The Iran War Has Cost $25 Billion. 14 Americans Have Died. And the Defense Secretary Just Told Congress They’re the Adversary.
The big picture: The Pentagon’s first official cost estimate for the Iran war: $25 billion. The Joint Chiefs Chairman revealed 14 American service members have died — one more than the Pentagon’s public tally. Trump has rejected Iran’s latest offer to lift mutual blockades and is reportedly preparing for an extended blockade. Tomorrow is the 60-day War Powers Resolution deadline, with no congressional authorization in sight. And Defense Secretary Pete Hegseth, in his first public Congressional questioning since the war began, told lawmakers they are the “biggest adversary” America faces.
Why it matters: We are watching the executive branch operate outside legal norms while attacking the legislative branch for asking questions about it. The cost is real, the lives lost are real, and the consequences keep growing.
Trump’s blockade strategy
Trump rejected Iran’s offer to lift mutual blockades and postpone nuclear talks. He posted an AI-generated image of himself holding a gun with “NO MORE MR. NICE GUY!” Reuters reports U.S. intelligence agencies have been studying how Iran would respond if Trump declared victory and walked away. WSJ reports Trump told aides to prepare for an extended blockade, concluding it carries less risk than either bombing or walking away. Brookings analyst: “Iran is calculating that its ability to withstand and circumvent the blockade outstrips the U.S. interest in preventing a wider energy crisis.”
The first official war cost
Pentagon Comptroller Jay Hurst: “Approximately... we’re spending about $25 billion on Operation Epic Fury.” The first week of the war alone cost $11.3 billion per earlier Pentagon testimony.
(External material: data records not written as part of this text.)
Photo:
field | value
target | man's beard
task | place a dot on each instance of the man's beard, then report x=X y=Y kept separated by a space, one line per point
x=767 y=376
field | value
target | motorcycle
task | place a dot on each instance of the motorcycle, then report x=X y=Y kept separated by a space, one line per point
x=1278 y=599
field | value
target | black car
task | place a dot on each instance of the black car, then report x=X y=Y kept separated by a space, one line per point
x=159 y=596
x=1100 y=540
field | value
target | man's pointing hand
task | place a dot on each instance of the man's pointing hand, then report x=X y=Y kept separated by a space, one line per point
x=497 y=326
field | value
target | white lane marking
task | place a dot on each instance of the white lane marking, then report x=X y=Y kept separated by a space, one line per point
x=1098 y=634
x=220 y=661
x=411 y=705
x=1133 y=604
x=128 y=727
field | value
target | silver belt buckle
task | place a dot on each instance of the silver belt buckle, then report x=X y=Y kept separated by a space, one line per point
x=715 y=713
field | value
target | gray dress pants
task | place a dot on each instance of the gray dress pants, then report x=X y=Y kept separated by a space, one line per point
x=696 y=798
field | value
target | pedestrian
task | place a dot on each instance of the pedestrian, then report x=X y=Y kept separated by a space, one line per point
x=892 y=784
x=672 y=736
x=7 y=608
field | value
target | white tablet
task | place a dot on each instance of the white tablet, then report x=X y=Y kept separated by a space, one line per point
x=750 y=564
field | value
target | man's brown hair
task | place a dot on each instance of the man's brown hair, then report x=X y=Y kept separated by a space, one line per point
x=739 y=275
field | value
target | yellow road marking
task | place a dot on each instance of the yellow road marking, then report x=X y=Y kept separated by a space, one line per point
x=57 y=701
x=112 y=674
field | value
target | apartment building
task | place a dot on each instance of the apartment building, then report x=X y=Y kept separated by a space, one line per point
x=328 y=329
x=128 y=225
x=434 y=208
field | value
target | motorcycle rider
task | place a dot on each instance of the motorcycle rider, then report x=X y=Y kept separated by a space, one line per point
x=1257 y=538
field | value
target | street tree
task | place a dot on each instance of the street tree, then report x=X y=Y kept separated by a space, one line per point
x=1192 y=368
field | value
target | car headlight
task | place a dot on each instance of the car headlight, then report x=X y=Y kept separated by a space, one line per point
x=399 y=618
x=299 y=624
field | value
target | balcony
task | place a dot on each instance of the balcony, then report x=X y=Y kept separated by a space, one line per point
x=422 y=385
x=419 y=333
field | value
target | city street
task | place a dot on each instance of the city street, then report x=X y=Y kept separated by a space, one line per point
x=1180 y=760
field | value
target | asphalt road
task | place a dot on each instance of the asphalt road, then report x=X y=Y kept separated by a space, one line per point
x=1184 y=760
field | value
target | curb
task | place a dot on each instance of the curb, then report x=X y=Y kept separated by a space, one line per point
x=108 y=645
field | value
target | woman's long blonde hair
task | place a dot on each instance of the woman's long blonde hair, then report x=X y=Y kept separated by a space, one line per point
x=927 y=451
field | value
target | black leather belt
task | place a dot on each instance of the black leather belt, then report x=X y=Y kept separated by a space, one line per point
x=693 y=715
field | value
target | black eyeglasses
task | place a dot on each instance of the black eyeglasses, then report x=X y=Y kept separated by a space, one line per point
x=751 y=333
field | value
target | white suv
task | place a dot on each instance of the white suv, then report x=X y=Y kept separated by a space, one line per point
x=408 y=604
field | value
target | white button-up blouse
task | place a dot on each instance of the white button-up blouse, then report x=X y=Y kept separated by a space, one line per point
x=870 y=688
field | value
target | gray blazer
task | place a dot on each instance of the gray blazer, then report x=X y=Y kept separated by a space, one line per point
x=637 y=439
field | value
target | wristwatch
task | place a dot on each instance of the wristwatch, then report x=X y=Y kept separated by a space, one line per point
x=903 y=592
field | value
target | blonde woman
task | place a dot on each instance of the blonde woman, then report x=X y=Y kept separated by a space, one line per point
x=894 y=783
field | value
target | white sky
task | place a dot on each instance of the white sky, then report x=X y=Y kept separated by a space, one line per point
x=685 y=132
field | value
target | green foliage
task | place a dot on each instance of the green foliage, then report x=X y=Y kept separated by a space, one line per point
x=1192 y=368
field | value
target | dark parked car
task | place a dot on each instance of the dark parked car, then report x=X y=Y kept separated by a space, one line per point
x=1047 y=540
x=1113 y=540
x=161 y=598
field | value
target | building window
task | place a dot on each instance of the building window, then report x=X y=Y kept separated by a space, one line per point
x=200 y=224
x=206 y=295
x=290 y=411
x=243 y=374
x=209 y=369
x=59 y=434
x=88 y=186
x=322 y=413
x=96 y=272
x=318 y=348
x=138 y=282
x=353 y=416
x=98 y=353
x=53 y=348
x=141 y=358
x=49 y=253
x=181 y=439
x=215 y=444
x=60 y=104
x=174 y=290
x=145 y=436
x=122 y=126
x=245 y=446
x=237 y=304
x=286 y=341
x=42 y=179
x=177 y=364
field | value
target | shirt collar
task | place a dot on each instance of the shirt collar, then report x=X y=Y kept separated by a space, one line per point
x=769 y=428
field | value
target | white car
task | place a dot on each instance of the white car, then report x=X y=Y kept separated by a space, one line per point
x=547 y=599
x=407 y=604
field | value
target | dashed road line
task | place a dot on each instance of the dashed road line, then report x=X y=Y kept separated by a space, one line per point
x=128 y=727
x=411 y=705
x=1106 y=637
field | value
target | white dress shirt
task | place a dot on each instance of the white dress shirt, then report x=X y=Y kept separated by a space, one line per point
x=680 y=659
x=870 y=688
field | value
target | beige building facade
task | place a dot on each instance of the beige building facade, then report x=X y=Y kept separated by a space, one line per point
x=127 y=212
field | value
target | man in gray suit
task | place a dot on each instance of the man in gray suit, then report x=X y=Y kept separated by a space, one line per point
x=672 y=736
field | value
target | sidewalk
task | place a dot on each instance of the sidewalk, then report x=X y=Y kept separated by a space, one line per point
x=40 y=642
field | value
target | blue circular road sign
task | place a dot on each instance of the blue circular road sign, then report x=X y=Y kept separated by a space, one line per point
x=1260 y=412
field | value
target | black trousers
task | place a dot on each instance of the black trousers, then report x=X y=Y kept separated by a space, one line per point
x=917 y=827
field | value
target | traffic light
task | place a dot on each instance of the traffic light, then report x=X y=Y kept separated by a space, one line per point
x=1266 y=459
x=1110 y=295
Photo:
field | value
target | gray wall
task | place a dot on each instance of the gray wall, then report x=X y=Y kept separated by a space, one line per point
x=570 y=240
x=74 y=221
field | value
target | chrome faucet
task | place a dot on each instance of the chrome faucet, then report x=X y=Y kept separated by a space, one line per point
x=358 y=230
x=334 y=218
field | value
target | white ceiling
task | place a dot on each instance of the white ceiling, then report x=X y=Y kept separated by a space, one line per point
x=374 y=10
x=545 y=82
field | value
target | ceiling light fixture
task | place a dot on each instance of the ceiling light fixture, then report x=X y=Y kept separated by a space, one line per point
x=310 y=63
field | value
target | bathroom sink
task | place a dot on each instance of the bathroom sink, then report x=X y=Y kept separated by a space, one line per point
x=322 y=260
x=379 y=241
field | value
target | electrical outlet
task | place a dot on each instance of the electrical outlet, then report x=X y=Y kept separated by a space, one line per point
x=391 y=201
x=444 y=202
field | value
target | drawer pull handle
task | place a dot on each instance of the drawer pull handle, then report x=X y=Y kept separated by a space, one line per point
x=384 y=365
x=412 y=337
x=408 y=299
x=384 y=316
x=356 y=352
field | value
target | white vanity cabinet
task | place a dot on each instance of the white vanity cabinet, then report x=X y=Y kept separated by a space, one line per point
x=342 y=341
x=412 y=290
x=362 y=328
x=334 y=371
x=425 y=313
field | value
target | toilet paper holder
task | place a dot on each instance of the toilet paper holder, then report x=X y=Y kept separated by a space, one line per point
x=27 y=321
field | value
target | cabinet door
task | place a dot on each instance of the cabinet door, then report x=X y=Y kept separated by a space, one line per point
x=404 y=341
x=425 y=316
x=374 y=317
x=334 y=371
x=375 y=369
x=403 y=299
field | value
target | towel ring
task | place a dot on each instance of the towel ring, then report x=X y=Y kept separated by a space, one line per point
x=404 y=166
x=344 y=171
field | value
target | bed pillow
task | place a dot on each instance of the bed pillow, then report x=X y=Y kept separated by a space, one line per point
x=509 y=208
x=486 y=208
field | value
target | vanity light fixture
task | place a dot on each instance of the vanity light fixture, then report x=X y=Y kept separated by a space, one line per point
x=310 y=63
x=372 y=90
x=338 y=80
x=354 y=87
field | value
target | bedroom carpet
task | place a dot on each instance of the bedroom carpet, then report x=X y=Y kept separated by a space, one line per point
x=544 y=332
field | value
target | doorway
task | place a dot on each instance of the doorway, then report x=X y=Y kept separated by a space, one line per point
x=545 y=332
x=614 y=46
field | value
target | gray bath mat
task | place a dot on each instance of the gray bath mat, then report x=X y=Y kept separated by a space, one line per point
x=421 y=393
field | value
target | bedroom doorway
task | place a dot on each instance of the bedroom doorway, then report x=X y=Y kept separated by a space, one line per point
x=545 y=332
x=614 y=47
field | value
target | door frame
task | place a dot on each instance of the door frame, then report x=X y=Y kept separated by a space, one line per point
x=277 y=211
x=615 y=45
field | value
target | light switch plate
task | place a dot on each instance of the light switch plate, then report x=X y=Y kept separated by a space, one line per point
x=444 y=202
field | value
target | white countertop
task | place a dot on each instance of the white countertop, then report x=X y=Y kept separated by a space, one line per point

The death toll discrepancy
General Dan Caine revealed 14 American service members have died in the war. The Pentagon’s own public tally still shows 13 deaths.
Hegseth’s testimony
Opening salvo: “The biggest challenge, the biggest adversary we face at this point are the reckless, feckless and defeatist words of congressional Democrats and some Republicans.” When pressed by Adam Smith on whether the war’s stated rationale held up, Hegseth deflected. When John Garamendi called the strategy “incompetence” and accused Hegseth of lying since Day One, Hegseth attacked him for using the word “quagmire” and accused him of “staining the troops.”
The war crimes questions
Seth Moulton asked Hegseth to disavow his past calls for “no quarter” and “no mercy” — language Moulton said violates the Geneva Conventions. Hegseth refused to disavow them. Ro Khanna asked about the missile cost of the strike on an Iranian girls’ school where 100+ children were killed. Hegseth called it an “unfortunate situation” and declined to answer.
The economic fallout
Strait of Hormuz traffic at lowest level since war began. Trump approval at 34% — lowest of his current term. Crop prices at highest level since 2023. WFP: 45 million more people may go hungry because of the war on top of 318 million already food insecure. 1.2 million Lebanese face acute hunger this year. International Rescue Committee can’t access $130K in supplies needed by 20,000 people in Sudan. Save the Children estimates the war will cost them $27M extra in shipping/fuel/supplies by year’s end.
The 60-day deadline
Tomorrow marks 60 days. The War Powers Resolution requires the president to begin withdrawal or get congressional authorization at this point. Trump has not gone to Congress.
By the numbers
$25 billion — first official Pentagon war cost
14 — American service members confirmed killed (1 more than public tally)
100+ — Iranian children killed in the school strike
60 days — War Powers Resolution deadline (tomorrow)
$1.5 trillion — proposed 2027 military budget
34% — Trump’s approval rating (lowest of current term)
45 million — additional people projected to face hunger globally
The bottom line
The legal deadline passes tomorrow. The cost is climbing. The death toll is now publicly inconsistent. And the Defense Secretary is openly attacking the legislative branch for asking questions. There’s no version of this where the public should be told to just trust him.